Related Blog Posts
- Part 1: Frontend and Voice Processing
- Part 2: Cloud Infrastructure with CDK, IoT Core, and AppSync
- Part 3: Edge AI Agent with Strands on NVIDIA Jetson
Demo
Overview
This project is a real-time voice-to-sign-language translation system that takes spoken words from a browser microphone and translates them into physical ASL fingerspelling on a Pollen Robotics Amazing Hand. The system spans three repositories covering the frontend, cloud infrastructure, and edge AI agent.
Technologies Used
- Frontend: React 19, Vite 7, TypeScript, Three.js, AWS Amplify Gen 2
- Voice AI: Amazon Nova 2 Sonic (speech-to-speech, bidirectional streaming)
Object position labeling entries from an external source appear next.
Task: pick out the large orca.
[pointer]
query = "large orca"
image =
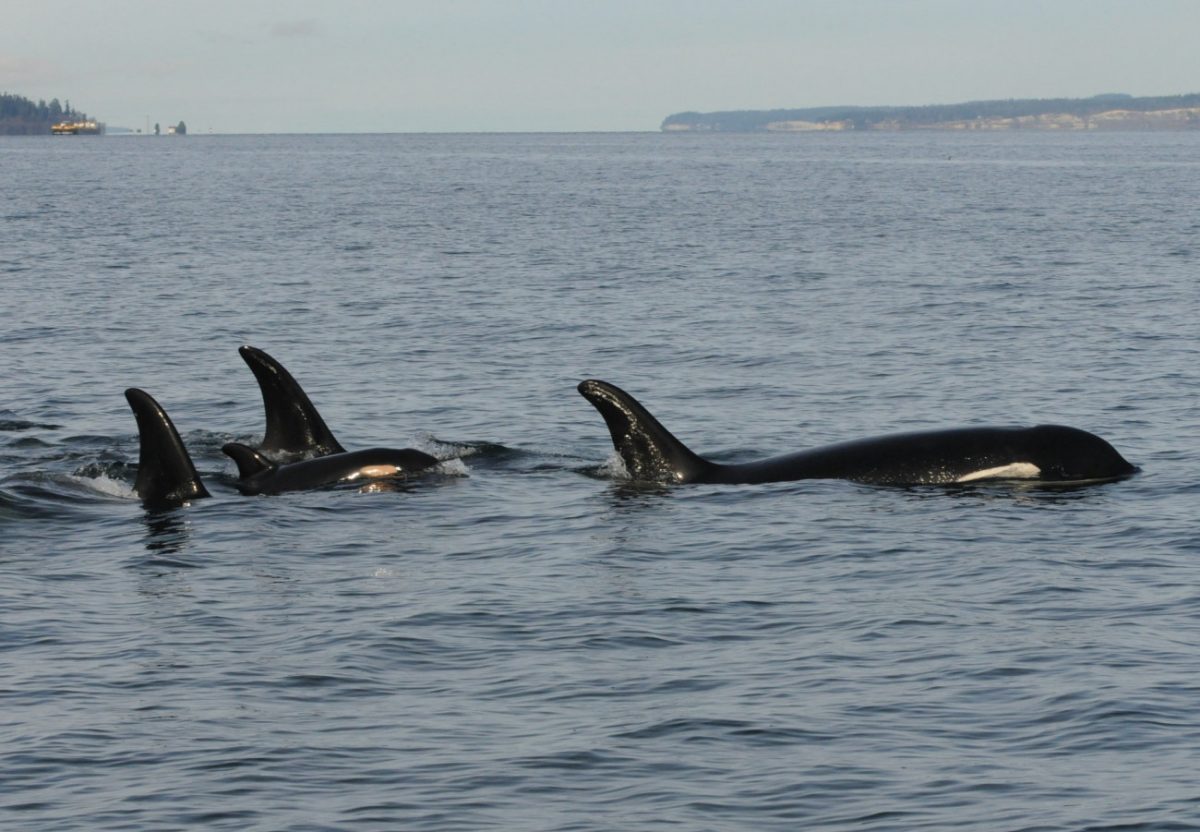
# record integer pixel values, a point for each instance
(258, 474)
(294, 428)
(166, 474)
(1047, 453)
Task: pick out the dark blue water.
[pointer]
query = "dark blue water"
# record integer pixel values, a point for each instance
(522, 641)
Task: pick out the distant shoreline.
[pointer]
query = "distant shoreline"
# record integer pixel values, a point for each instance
(1102, 112)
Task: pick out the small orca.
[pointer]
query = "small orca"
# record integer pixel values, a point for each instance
(303, 450)
(166, 474)
(1047, 453)
(294, 428)
(258, 474)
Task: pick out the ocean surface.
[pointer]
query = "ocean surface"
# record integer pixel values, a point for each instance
(525, 640)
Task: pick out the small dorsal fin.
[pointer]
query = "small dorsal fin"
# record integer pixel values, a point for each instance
(166, 473)
(648, 449)
(294, 428)
(250, 461)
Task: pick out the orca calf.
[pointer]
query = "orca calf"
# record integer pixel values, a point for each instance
(298, 450)
(166, 474)
(1047, 453)
(294, 428)
(259, 474)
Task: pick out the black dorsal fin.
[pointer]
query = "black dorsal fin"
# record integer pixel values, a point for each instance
(648, 449)
(250, 461)
(166, 474)
(294, 428)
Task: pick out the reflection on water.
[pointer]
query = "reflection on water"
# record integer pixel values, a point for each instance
(168, 532)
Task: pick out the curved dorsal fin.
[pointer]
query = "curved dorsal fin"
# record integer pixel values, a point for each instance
(649, 452)
(294, 428)
(250, 461)
(166, 473)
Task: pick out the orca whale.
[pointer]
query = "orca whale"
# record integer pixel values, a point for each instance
(294, 428)
(166, 474)
(261, 476)
(1047, 453)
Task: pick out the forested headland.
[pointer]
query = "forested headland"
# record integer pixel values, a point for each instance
(1101, 112)
(22, 117)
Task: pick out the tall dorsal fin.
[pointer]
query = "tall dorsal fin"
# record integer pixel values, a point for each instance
(648, 449)
(250, 461)
(166, 473)
(294, 428)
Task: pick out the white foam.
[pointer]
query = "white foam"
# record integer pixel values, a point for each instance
(107, 485)
(454, 467)
(1011, 471)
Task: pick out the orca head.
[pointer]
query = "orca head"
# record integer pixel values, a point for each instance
(1069, 454)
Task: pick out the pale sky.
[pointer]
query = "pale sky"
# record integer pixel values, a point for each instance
(253, 66)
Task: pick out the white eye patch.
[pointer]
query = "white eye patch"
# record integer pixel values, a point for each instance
(1011, 471)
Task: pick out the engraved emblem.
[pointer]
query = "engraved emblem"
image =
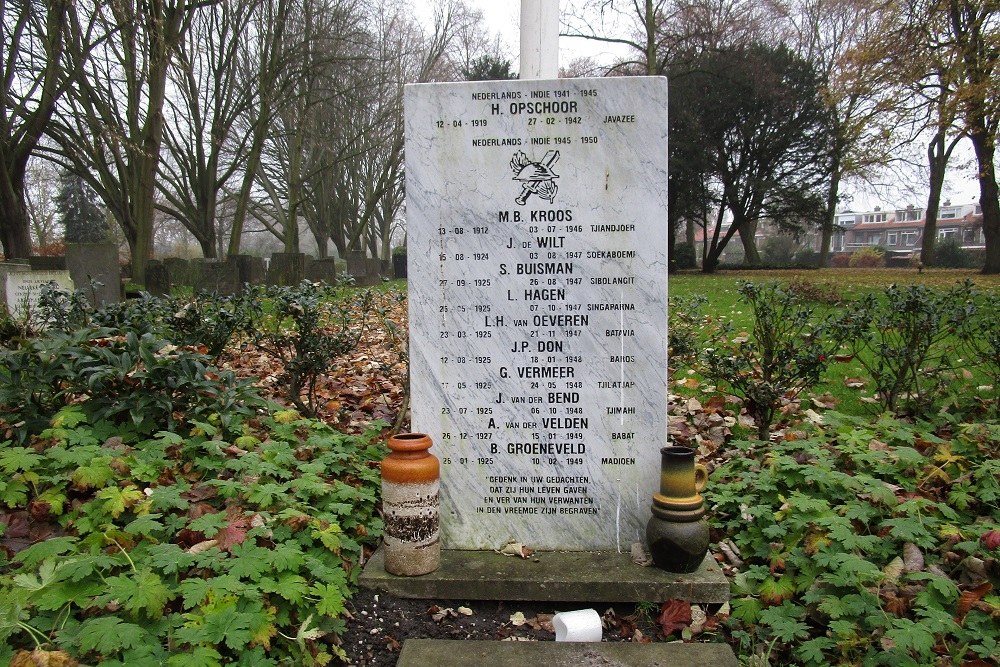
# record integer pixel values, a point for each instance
(536, 178)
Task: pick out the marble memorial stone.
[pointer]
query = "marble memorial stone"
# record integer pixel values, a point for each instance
(22, 289)
(537, 261)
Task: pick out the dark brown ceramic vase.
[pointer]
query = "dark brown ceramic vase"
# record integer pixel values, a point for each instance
(677, 532)
(410, 484)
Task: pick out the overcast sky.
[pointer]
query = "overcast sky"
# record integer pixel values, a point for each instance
(502, 17)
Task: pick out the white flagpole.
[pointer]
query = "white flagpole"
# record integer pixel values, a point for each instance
(539, 39)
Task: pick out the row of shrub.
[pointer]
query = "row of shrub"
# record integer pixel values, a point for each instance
(782, 252)
(920, 347)
(303, 327)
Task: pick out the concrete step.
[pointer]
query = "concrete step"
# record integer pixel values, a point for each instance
(570, 576)
(448, 653)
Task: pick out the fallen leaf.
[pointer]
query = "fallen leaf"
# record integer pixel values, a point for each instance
(235, 530)
(640, 555)
(913, 559)
(442, 614)
(640, 638)
(698, 619)
(991, 539)
(674, 615)
(204, 545)
(894, 570)
(516, 549)
(969, 598)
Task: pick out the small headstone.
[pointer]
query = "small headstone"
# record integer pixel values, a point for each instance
(286, 268)
(179, 270)
(90, 263)
(21, 289)
(216, 276)
(157, 278)
(357, 264)
(322, 270)
(47, 262)
(399, 266)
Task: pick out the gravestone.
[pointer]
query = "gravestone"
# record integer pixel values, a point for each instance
(21, 289)
(537, 293)
(214, 276)
(322, 270)
(157, 278)
(47, 262)
(97, 262)
(286, 268)
(250, 270)
(179, 270)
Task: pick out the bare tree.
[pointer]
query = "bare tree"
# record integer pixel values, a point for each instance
(111, 130)
(863, 101)
(41, 186)
(203, 148)
(32, 77)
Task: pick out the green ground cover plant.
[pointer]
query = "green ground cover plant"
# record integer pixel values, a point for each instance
(154, 509)
(186, 548)
(864, 543)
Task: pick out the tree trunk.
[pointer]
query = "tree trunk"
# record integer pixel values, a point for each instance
(748, 233)
(989, 196)
(16, 237)
(830, 217)
(936, 162)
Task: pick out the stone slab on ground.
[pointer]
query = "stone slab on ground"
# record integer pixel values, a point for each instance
(606, 576)
(444, 652)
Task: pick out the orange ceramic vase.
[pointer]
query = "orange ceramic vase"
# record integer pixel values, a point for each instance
(410, 484)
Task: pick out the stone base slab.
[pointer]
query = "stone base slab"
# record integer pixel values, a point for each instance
(443, 653)
(572, 576)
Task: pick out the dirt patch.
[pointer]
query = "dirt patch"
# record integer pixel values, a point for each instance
(381, 623)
- Edge AI: Strands Agents framework, Amazon Nova 2 Lite (tool-use reasoning)
- Cloud: AWS IoT Core, AWS AppSync, AWS Lambda, Amazon DynamoDB, Amazon S3
- Hardware: NVIDIA Jetson, Pollen Robotics Amazing Hand, Feetech SCS0009 servos
- Infrastructure: AWS CDK, GitHub Actions CI/CD
- Protocols: MQTT, GraphQL subscriptions, Serial (1M baud)
Key Features
- Direct browser-to-Bedrock bidirectional streaming with Nova 2 Sonic
- Forced tool use (
send_text) to relay cleaned speech as text on every utterance - ASL fingerspelling with 26 alphabet letters (A-Z)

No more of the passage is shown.